The Pirates Of Faversham

SHARE THIS POST
Share on facebook
Share on twitter
Share on linkedin
Share on email
Share on print
Talk like a pirate day

Did you know that the fictional pirate Captain Jack Sparrow was actually based on a real life Faversham pirate?

We kid you not, the trickster captain of the Black Pearl in the massive “Pirates of the Caribbean” film franchise was based on a local Faversham man named John (Jack) Ward.

Jack Ward was born c1553 in Faversham, to an impoverished family. Much of his life was spent working in the local fisheries. He was known locally as an out-and-out wastrel who spent much of his time getting drunk, he would “sit melancholy, speak doggedly … [and] repine at other men’s good fortunes”.

In 1588 Ward found work as a privateer, plundering the Spanish Fleet under licence from Queen Elizabeth I following the Spanish Armada’s failure to invade England.  

Following King James I coming to the English throne, the war with Spain ended and these licences were revoked. However, for Jack and his fellow privateers the rewards had been so large, they refused to give up their livelihoods and continued to plunder Spanish ships.  As such they were considered pirates.

Around 1604, Jack Ward was believed to have been pressed into service aboard a ship named the Lyon’s Whelp.  He wasn’t there long however, as Ward and his colleagues quickly deserted and stole a small 25-ton ship from Portsmouth.  Ward’s comrades elected him Captain and they sailed to the Isle of Wight and captured another ship named the Violet.  And so it came about that Jack and the crew no longer just targeted Spanish ships, now any ships were fair game.

Over the next few years Ward and his crew captured a great many ships, and fitted them out as war ships.  He headed to Tunis which he hoped to make his base.  

Tunis was nominally ruled by a pasha appointed by the Ottoman Sultan in Istanbul but, by the time Ward arrived in 1605, the real power lay in the hands of Uthman Dey, leader of the janissary soldiers (janissaries being the Sultan’s household troops and bodyguards) garrisoned in the city. Wily and ruthless in equal measure, Uthman Dey had created a powerful guild of corsairs, and they preyed on shipping across the Mediterranean. Dey recognised that Ward was a skilled pirate and allowed him to use Tunis as his centre of operations, just so long as he got a share of the loot.

Ward so ingratiated himself with Uthman Dey that he was given a large plot of land in Tunis, where set to work building himself a mansion on a scale and opulence that would have been unthinkable in his native England. One compatriot who visited the place described it as “a very stately house, far more fit for a prince than a pirate”.

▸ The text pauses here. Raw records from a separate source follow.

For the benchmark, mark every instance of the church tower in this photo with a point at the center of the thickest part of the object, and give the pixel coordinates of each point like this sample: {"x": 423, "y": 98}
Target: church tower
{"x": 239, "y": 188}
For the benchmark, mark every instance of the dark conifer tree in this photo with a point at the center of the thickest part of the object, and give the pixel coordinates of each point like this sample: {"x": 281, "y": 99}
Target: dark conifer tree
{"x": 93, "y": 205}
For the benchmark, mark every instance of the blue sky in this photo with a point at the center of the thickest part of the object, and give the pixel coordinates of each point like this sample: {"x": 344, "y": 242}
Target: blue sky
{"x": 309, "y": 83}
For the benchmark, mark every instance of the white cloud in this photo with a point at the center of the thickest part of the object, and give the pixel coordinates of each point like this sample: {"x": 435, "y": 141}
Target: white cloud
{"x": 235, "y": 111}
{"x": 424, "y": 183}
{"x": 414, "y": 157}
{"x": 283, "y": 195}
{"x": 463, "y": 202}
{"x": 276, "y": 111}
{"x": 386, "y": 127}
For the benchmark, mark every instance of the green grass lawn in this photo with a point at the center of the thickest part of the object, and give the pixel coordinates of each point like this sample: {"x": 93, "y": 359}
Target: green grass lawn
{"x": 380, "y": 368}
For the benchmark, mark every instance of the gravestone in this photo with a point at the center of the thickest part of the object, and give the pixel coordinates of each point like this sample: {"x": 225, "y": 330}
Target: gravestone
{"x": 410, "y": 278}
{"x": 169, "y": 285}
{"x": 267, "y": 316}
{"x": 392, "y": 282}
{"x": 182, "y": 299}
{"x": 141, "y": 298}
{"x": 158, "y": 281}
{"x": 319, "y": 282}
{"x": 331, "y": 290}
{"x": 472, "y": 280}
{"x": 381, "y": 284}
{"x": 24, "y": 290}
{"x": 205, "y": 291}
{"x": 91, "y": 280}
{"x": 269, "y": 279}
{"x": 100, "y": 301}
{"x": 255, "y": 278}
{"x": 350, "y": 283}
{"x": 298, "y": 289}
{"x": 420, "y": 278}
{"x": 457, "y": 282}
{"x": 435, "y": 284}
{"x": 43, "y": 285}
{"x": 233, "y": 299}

From Tunis Ward built a fearsome reputation and went on to capture many vessels from various European States.  In the spring of 1607 Ward took a fleet of four ships and spotted a large Venetian ship named Reniera e Soderina and, after a three hour fire fight, the ship was surrendered to Ward and his men with an alleged haul of £2m.   This led to rumours in London that the Venetian authorities were close to declaring war on England if Ward was not stopped.  The English Ambassador in Venice assured the council Ward would “meet with a warm reception if he comes into these waters”

Eventually, Jack Ward asked to be pardoned by James I of England, this was rejected and he reluctantly had to be given a safe haven in Tunis.  Jack and his entire crew then converted to Islam and Ward was renamed Yusuf Reis, yet was more commonly known as Captain Yusuf Asfur  (Captain Jack Sparrow) due to Jack’s fascination with the small birds in Tunis.

So there you have it, the inspiration behind one of the of the most well known pirates to appear on film, and arguably, one of actor Jonny Depp’s best know characters was based on a local Faversham lad!